Akcje ofensywne Manchesteru City napędzały się z każdą minutą. W pewnym momencie „The Blues” nie mogli wyjść z własnej połowy, kurczowo wręcz trzymając się swojego pola karnego. Bramka wisiała w powietrzu, a w 63. minucie w końcu byliśmy jej świadkami. Jack Grealish bardzo przytomnie odegrał w pole karne, a do futbolówki dopadł Riyad Mahrez, któremu pozostało umieszczenie jej w praktycznie pustej bramce.
FULL-TIME | Starting 2023 with a win! 🤩
🦁 0-1 🔵 #ManCity pic.twitter.com/Rpg5JXl58j
— Manchester City (@ManCity) January 5, 2023
Choć gospodarze próbowali ruszyć do ataku, to „The Citizens” nie pozwolili im na nic. Nie pomogła potrójna zmiana w ekipie Chelsea, kiedy na boisko weszli Omar Hutchinson, Conor Gallagher i Lewis Hall. Zawodnicy Grahama Pottera dość odważnie przystępowali do wymiany ciosów z rywalem, lecz nie stworzyli sobie dogodnej sytuacji do wyrównania. Ostatecznie to właśnie Manchester City mógł cieszyć się z dopisania do swojego dorobku kolejnych trzech punktów.

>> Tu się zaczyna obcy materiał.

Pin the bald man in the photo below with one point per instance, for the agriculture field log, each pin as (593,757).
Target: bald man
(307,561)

Pogoń za „Kanonierami” trwa w najlepsze, Graham Potter potrzebuje więcej szczęścia i czasu
Sytuacja w tabeli obu zespołów jest niezwykle ciekawa. Następne kolejki odpowiedzą na pytania, na co tak naprawdę je stać. Manchester City wciąż ma szansę na dogonienie Arsenalu, Chelsea z kolei potrzebuje punktów jak tlenu. Z całą pewnością nie pomaga jej sytuacja kadrowa, lecz nie wszystko jest jeszcze stracone.

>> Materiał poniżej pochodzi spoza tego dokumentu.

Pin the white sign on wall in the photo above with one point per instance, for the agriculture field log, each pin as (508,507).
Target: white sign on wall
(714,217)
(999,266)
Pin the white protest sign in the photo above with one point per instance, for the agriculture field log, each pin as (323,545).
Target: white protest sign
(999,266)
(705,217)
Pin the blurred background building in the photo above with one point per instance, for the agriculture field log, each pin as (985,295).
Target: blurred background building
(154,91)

A kolejne kolejki zapowiadają się równie ciekawie. Mistrzowie Anglii już 14 stycznia zmierzą się z United na Old Trafford, a następnie podejmą na własnym stadionie Tottenham. Chelsea z kolei ma łatwiejszy terminarz, zmierzy się bowiem z Fulham i Crystal Palace. Zdaje się, że jest to jedna z ostatnich szans na dogonienie czołówki.
Najbliższe tygodnie mogą dać odpowiedzi na pierwsze pytania. Premier League, jak co roku, dostarcza wielu emocji, warto więc trzymać rękę na pulsie.